Failure to Prevent and Investigate Resident Fall
Penalty
Summary
A deficiency occurred when the facility failed to provide adequate supervision and assistance to prevent accidents and did not conduct a thorough investigation following a resident's fall. The resident, who had a history of cervical laminectomy, Parkinson's disease, diabetes, and recent vertigo, fell out of bed after a CNA left the room to assist another resident. The resident was unable to reach the call light and, after calling for help without response, used the phone to call 911. Law enforcement and EMS responded, assisted the resident, and transported them to the emergency department for evaluation. The facility's policies required staff to identify interventions based on resident-specific risks and to conduct a root cause analysis within 24 hours of a fall, including documentation of the circumstances, assessment data, and interviews.

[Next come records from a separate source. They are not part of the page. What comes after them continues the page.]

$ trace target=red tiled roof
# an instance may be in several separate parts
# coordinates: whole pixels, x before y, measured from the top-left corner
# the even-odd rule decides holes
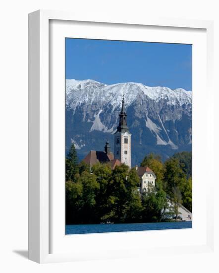
[[[152,173],[153,175],[154,175],[155,178],[156,177],[154,172],[147,166],[146,167],[138,167],[137,169],[137,172],[139,176],[142,176],[145,173]]]
[[[98,162],[109,162],[112,159],[113,159],[113,154],[111,152],[107,154],[102,151],[90,151],[83,161],[92,166]]]
[[[120,166],[121,165],[121,162],[118,159],[113,159],[110,161],[109,164],[110,165],[111,169],[114,170],[116,166]]]

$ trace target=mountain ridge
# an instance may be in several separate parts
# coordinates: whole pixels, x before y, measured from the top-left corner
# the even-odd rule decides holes
[[[108,85],[94,80],[66,79],[66,150],[74,143],[82,159],[88,149],[103,147],[100,139],[91,143],[97,136],[112,141],[124,95],[135,163],[141,160],[137,154],[143,146],[145,151],[160,151],[164,158],[182,148],[191,150],[192,94],[183,88],[131,82]]]

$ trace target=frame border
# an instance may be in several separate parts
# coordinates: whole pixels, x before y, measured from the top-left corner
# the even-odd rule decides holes
[[[124,18],[124,16],[123,16]],[[95,16],[95,18],[96,16]],[[207,86],[210,100],[214,101],[214,21],[206,20],[147,17],[133,22],[126,15],[121,19],[110,14],[98,15],[96,19],[91,15],[85,18],[76,13],[66,11],[39,10],[29,14],[28,21],[28,89],[29,89],[29,190],[28,190],[28,253],[29,259],[39,263],[74,261],[70,253],[50,254],[49,251],[49,20],[62,20],[115,24],[151,25],[172,27],[202,28],[206,30],[207,40]],[[214,118],[214,109],[211,109]],[[210,120],[213,120],[210,119]],[[209,125],[214,132],[214,125]],[[211,143],[214,135],[211,135]],[[208,146],[211,156],[214,151]],[[214,167],[210,166],[210,171]],[[214,200],[210,195],[213,183],[209,184],[207,195],[207,243],[202,247],[180,247],[180,253],[188,253],[189,248],[196,253],[214,250]],[[212,192],[214,192],[213,191]],[[170,250],[173,253],[174,249]],[[101,259],[97,257],[96,259]],[[83,257],[80,260],[84,260]]]

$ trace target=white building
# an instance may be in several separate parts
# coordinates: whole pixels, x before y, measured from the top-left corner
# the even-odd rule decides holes
[[[146,192],[149,187],[155,186],[156,176],[150,168],[136,166],[136,170],[140,178],[140,192],[143,193]]]
[[[129,168],[131,168],[131,136],[127,126],[127,114],[125,111],[123,97],[122,109],[119,114],[119,123],[114,134],[114,158],[125,164]]]

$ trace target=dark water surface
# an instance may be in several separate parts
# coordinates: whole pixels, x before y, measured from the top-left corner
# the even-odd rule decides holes
[[[191,228],[192,221],[164,222],[162,223],[140,223],[134,224],[104,224],[88,225],[66,225],[66,234],[82,234],[119,231],[137,231]]]

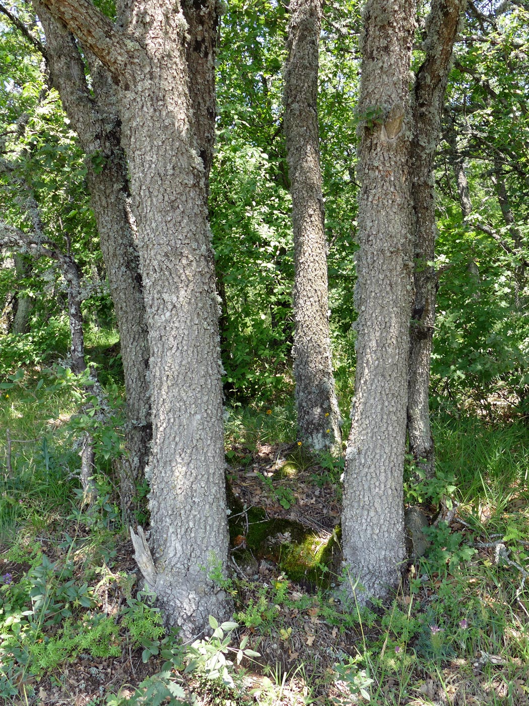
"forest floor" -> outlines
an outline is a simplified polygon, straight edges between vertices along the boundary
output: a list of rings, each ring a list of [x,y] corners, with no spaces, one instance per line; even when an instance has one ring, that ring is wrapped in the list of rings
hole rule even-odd
[[[11,438],[0,479],[2,706],[529,704],[524,425],[439,421],[430,490],[444,497],[446,521],[429,530],[428,551],[408,563],[393,600],[370,609],[343,590],[339,460],[305,454],[267,412],[253,436],[232,431],[226,587],[238,627],[224,628],[233,650],[224,657],[233,661],[241,641],[259,657],[229,666],[222,683],[138,596],[111,481],[102,474],[91,508],[75,495],[71,431],[59,438],[63,400],[62,411],[47,403],[32,417],[35,400],[10,395],[0,410]],[[433,521],[438,503],[420,483],[408,486],[408,502]],[[218,657],[219,645],[205,638],[199,648]]]

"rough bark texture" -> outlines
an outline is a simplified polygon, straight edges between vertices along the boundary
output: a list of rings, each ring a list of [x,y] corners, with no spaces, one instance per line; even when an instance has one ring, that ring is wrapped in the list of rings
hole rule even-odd
[[[204,164],[207,188],[215,143],[218,2],[217,0],[183,0],[182,10],[188,24],[186,57],[189,71],[193,126]]]
[[[415,211],[415,301],[410,328],[408,437],[410,451],[427,477],[435,472],[429,395],[437,277],[433,265],[435,221],[434,160],[441,131],[443,98],[459,18],[466,0],[434,0],[426,27],[425,59],[413,92],[411,145]]]
[[[15,270],[18,280],[28,277],[30,267],[21,255],[13,256]],[[17,293],[15,316],[13,318],[13,333],[28,333],[30,330],[30,316],[33,309],[33,299],[28,294]]]
[[[94,89],[72,34],[56,22],[39,0],[34,2],[46,34],[50,80],[61,96],[86,153],[88,187],[119,327],[127,404],[128,456],[121,468],[121,505],[130,509],[135,482],[143,476],[152,437],[148,385],[149,344],[127,166],[121,146],[116,88],[109,72],[90,51]]]
[[[167,622],[189,638],[225,614],[206,569],[225,569],[228,533],[219,305],[187,25],[173,0],[118,4],[115,32],[86,0],[45,4],[119,83],[151,352],[154,587]]]
[[[415,3],[408,0],[391,8],[368,0],[364,12],[357,369],[342,515],[351,590],[362,603],[397,583],[405,556],[402,476],[413,295],[408,82],[415,16]]]
[[[321,0],[292,0],[289,6],[284,130],[296,267],[293,358],[300,438],[310,448],[339,453],[317,108],[322,6]]]

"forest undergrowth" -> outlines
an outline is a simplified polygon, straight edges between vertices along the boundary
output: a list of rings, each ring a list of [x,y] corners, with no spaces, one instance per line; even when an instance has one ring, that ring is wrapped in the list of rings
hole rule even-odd
[[[390,602],[360,609],[344,597],[353,578],[340,561],[343,460],[305,451],[289,402],[227,407],[231,575],[205,570],[233,616],[212,616],[209,635],[182,645],[142,590],[118,510],[118,385],[108,376],[102,421],[68,369],[5,380],[2,704],[529,702],[524,419],[435,413],[436,479],[405,473],[406,505],[430,522],[427,550],[403,567]],[[76,472],[87,429],[90,505]],[[144,525],[147,491],[138,489],[134,518]]]

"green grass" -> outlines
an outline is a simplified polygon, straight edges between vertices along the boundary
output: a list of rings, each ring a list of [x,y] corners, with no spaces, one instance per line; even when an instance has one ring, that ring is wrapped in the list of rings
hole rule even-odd
[[[106,336],[97,333],[90,343],[92,350],[100,347],[98,354],[103,357],[109,346],[114,345],[111,337]],[[86,628],[83,634],[87,652],[97,655],[111,647],[113,654],[121,654],[128,649],[127,640],[132,644],[133,635],[143,630],[142,621],[156,623],[157,618],[148,611],[148,615],[143,614],[135,603],[123,604],[130,611],[123,613],[117,623],[104,612],[102,585],[107,595],[110,592],[117,597],[123,592],[132,599],[128,578],[111,570],[116,539],[124,537],[114,504],[111,479],[102,471],[99,505],[90,511],[80,508],[75,496],[78,484],[71,477],[78,458],[71,423],[79,402],[75,395],[66,393],[71,389],[68,387],[58,392],[45,381],[37,390],[41,376],[28,376],[23,385],[3,390],[0,399],[0,429],[8,429],[11,438],[9,472],[6,435],[0,441],[0,541],[4,545],[3,557],[18,563],[19,571],[22,566],[32,567],[17,576],[13,589],[2,589],[4,599],[11,597],[11,616],[13,611],[33,609],[30,592],[35,592],[35,585],[47,587],[46,605],[49,607],[44,614],[37,616],[35,624],[30,615],[20,618],[31,637],[29,651],[19,654],[20,659],[27,660],[23,671],[44,678],[61,664],[76,659],[74,630],[80,634]],[[262,640],[263,645],[276,644],[287,652],[299,652],[290,663],[290,672],[277,669],[275,681],[272,678],[265,683],[262,698],[267,703],[281,704],[294,682],[305,682],[306,702],[314,702],[310,698],[322,693],[322,680],[332,682],[338,678],[336,670],[332,671],[333,664],[337,665],[341,685],[339,694],[336,690],[333,693],[344,704],[356,698],[361,702],[363,689],[379,706],[421,699],[427,702],[436,698],[436,689],[437,693],[455,689],[460,703],[486,701],[514,706],[520,696],[516,685],[529,688],[527,670],[524,672],[524,665],[529,664],[529,602],[523,580],[529,563],[529,430],[522,421],[499,426],[480,417],[456,419],[448,415],[436,417],[433,428],[438,470],[444,478],[454,479],[461,522],[451,527],[440,525],[430,531],[430,552],[408,572],[391,604],[375,610],[360,610],[354,604],[341,606],[321,589],[316,596],[300,598],[296,585],[284,575],[278,576],[268,587],[260,582],[243,585],[235,580],[231,584],[231,590],[238,592],[241,630],[250,638],[248,646]],[[295,440],[293,404],[226,410],[226,448],[229,452],[234,450],[238,463],[245,462],[244,459],[249,462],[262,445],[293,443]],[[296,452],[289,463],[293,468],[305,467],[303,449]],[[239,458],[237,455],[241,453]],[[334,465],[331,464],[333,471]],[[290,471],[290,466],[286,469]],[[333,472],[329,479],[336,481],[338,475],[337,471]],[[499,543],[504,550],[495,556]],[[8,551],[6,546],[11,546]],[[50,546],[63,549],[57,553],[52,568],[42,568],[43,556]],[[89,608],[81,603],[73,609],[73,604],[67,602],[70,576],[79,592],[76,600]],[[56,617],[58,609],[54,606],[63,606],[63,618]],[[71,615],[68,611],[73,611]],[[317,640],[324,626],[326,635],[332,630],[336,635],[333,638],[336,644],[325,647],[334,655],[326,657],[331,662],[325,674],[320,664],[324,652],[317,651],[323,647],[317,640],[309,647],[305,645],[310,624],[308,614],[321,621]],[[125,616],[128,616],[126,620]],[[47,632],[44,625],[47,617],[56,621],[51,632]],[[0,614],[0,633],[9,635],[4,649],[15,650],[15,657],[8,660],[8,678],[16,681],[20,640],[9,620]],[[90,621],[95,621],[92,628]],[[100,626],[96,630],[97,625]],[[118,626],[116,630],[113,626]],[[343,651],[338,648],[337,641],[346,626],[357,638]],[[176,650],[171,639],[173,642],[164,643],[166,652],[169,648]],[[44,650],[41,646],[47,640],[49,649]],[[162,640],[153,633],[148,641],[152,654],[162,648]],[[147,648],[142,645],[140,649]],[[492,655],[495,661],[487,661],[483,654]],[[2,659],[6,659],[5,654]],[[476,670],[473,665],[482,659],[483,663]],[[181,674],[178,669],[172,674]],[[152,671],[156,671],[153,666]],[[201,688],[210,688],[207,681],[201,683]],[[2,696],[1,688],[8,689],[6,684],[0,683]],[[150,693],[150,689],[162,693],[163,685],[152,681],[144,688],[146,693]],[[329,684],[325,688],[335,689]],[[243,690],[239,695],[229,692],[238,706],[245,704]],[[11,698],[9,694],[5,691],[6,700]],[[331,703],[329,700],[320,702]],[[104,702],[97,706],[99,705],[104,706]]]

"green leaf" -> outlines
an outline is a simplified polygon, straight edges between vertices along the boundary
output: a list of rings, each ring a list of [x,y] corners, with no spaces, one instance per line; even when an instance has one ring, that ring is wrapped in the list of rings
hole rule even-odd
[[[225,623],[222,623],[221,628],[227,633],[231,632],[232,630],[235,630],[236,628],[238,628],[238,623],[233,623],[230,621],[226,621]]]

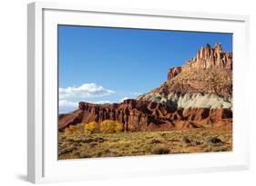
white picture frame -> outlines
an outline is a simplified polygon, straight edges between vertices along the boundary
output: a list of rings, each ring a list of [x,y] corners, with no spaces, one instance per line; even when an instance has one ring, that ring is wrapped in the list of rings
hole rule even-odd
[[[48,182],[249,169],[249,17],[36,2],[27,11],[27,180]],[[57,161],[56,25],[233,33],[233,152]],[[243,71],[244,70],[244,71]],[[56,122],[56,123],[55,123]],[[239,123],[242,122],[242,126]],[[68,170],[67,171],[66,170]]]

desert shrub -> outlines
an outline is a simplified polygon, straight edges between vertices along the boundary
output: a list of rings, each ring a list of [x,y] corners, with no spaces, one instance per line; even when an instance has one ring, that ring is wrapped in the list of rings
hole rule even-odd
[[[96,122],[91,122],[89,123],[85,123],[84,127],[85,133],[94,133],[99,131],[99,125]]]
[[[154,154],[167,154],[169,153],[169,149],[165,146],[155,147],[152,151]]]
[[[105,133],[114,133],[123,131],[123,126],[118,121],[105,120],[100,122],[99,130]]]
[[[81,133],[82,132],[82,124],[69,125],[65,129],[66,134],[74,134],[74,133]]]

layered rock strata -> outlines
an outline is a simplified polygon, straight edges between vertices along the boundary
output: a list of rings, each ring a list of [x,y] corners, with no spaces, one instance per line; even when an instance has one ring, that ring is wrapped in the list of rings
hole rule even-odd
[[[122,123],[126,131],[181,130],[228,125],[231,118],[230,109],[178,109],[161,103],[138,100],[113,104],[81,102],[77,111],[59,119],[58,129],[62,131],[70,124],[114,120]]]
[[[120,103],[79,103],[60,115],[58,129],[115,120],[127,131],[183,130],[232,123],[232,54],[217,44],[202,47],[184,65],[173,67],[159,87]]]

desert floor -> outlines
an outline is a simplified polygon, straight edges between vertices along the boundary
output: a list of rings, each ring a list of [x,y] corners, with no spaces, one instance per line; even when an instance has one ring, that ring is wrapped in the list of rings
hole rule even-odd
[[[232,129],[58,134],[58,159],[232,151]]]

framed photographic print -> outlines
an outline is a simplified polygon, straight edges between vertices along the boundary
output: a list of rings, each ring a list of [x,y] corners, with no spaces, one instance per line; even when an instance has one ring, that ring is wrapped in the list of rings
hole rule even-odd
[[[28,5],[28,181],[248,169],[248,20]]]

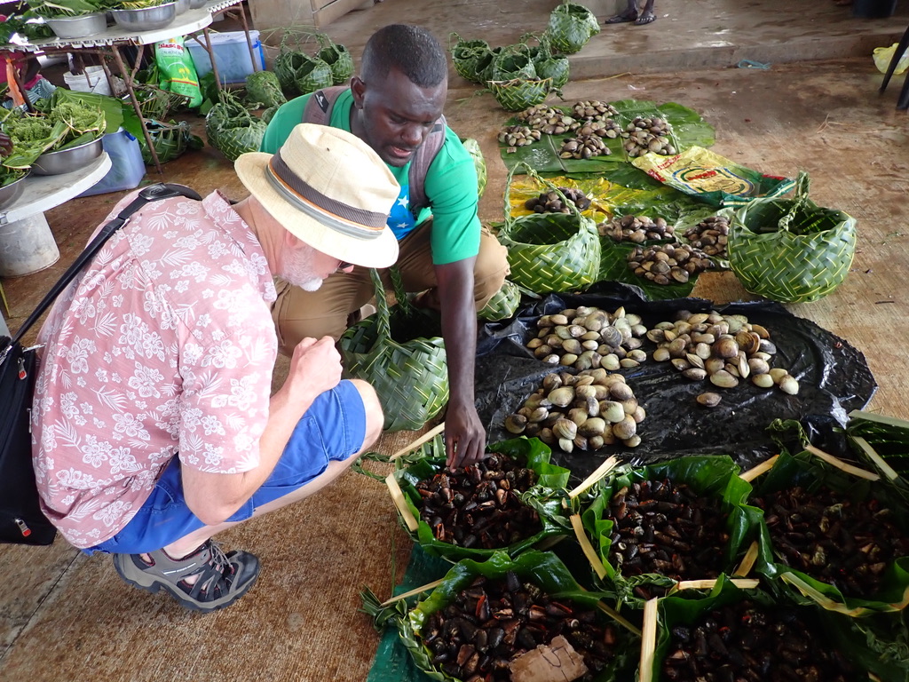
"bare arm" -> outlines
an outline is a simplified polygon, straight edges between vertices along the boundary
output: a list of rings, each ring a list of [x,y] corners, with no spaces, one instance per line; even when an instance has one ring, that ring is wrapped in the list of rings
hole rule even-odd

However, the event report for the incident lacked nursing documentation, staff or resident interviews, and a root cause analysis. There was also no documentation of the resident's condition immediately after the fall, including the status of the surgical neck wound or a description of the initial fall after returning from the bathroom. Interviews with facility staff confirmed that the investigation was incomplete and did not include the required elements. The DON could not recall the root cause analysis or the reason for the fall, and the event report was closed without these critical components. The resident's medical record and event report did not meet the facility's own policy requirements for post-fall assessment and documentation.